Analyzing clusters

You can build and explore concept clusters in the Clusters view (View > Clusters). A cluster is a grouping of related concepts generated by clustering algorithms based on how often these concepts occur in the document/record set and how often they appear together in the same document, also known as cooccurrence. Each concept in a cluster cooccurs with at least one other concept in the cluster. The goal of clusters is to group concepts that co-occur together while the goal of categories is to group documents or records based on how the text they contain matches the descriptors (concepts, rules, patterns) for each category.

A good cluster is one with concepts that are strongly linked and cooccur frequently and with few links to concepts in other clusters. When working with larger datasets, this technique may result in significantly longer processing times.

Clustering is a process that begins by analyzing a set of concepts and looking for concepts that cooccur often in documents. Two concepts that cooccur in a document are considered to be a concept pair. Next, the clustering process assesses the similarity value of each concept pair by comparing the number of documents in which the pair occur together to the number of documents in which each concept occurs. See the topic Calculating Similarity Link Values for more information.

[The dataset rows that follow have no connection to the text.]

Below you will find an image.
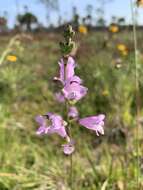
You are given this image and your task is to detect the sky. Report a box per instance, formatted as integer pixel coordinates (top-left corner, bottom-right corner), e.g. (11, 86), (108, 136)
(0, 0), (143, 28)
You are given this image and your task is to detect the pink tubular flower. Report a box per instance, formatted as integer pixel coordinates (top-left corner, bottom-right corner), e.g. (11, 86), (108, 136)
(54, 57), (76, 85)
(35, 115), (47, 135)
(36, 113), (67, 138)
(62, 141), (75, 155)
(55, 92), (65, 103)
(79, 114), (105, 136)
(68, 106), (79, 119)
(62, 76), (88, 101)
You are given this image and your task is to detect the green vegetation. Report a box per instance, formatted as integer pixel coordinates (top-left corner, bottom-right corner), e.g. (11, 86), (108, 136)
(0, 32), (143, 190)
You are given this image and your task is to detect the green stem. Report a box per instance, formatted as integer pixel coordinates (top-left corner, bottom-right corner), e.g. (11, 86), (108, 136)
(130, 0), (140, 188)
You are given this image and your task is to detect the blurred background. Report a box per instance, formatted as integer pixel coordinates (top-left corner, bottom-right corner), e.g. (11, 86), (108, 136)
(0, 0), (143, 190)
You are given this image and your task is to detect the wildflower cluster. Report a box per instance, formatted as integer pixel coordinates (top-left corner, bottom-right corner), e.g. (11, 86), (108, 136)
(78, 25), (88, 35)
(36, 26), (105, 155)
(109, 24), (119, 33)
(136, 0), (143, 6)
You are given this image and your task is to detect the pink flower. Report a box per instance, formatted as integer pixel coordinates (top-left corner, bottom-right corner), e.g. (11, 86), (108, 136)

Lastly, the clustering process groups similar concepts into clusters by aggregation and takes into account their link values and the settings defined in the Build Clusters dialog box. By aggregation, we mean that concepts are added or smaller clusters are merged into a larger cluster until the cluster is saturated. A cluster is saturated when additional merging of concepts or smaller clusters would cause the cluster to exceed the settings in the Build Clusters dialog box (number of concepts, internal links, or external links). A cluster takes the name of the concept within the cluster that has the highest overall number of links to other concepts within the cluster.

In the end, not all concept pairs end up together in the same cluster since there may be a stronger link in another cluster or saturation may prevent the merging of the clusters in which they occur. For this reason, there are both internal and external links.

  • Internal links are links between concept pairs within a cluster. Not all concepts are linked to each other in a cluster. However, each concept is linked to at least one other concept inside the cluster.
  • External links are links between concept pairs in separate clusters (a concept within one cluster and a concept outside in another cluster).
Figure 1. Clusters view
Clusters view

The Clusters view is organized into three panes, each of which can be hidden or shown by selecting its name from the View menu:

  • Clusters pane You can build and manage your clusters in this pane. See the topic Exploring Clusters for more information.
  • Visualization pane You can visually explore your clusters and how they interact in this pane. See the topic Cluster Graphs for more information.
  • Data pane You can explore and review the text contained within documents and records that correspond to selections in the Cluster Definitions dialog box. See the topic Cluster Definitions for more information.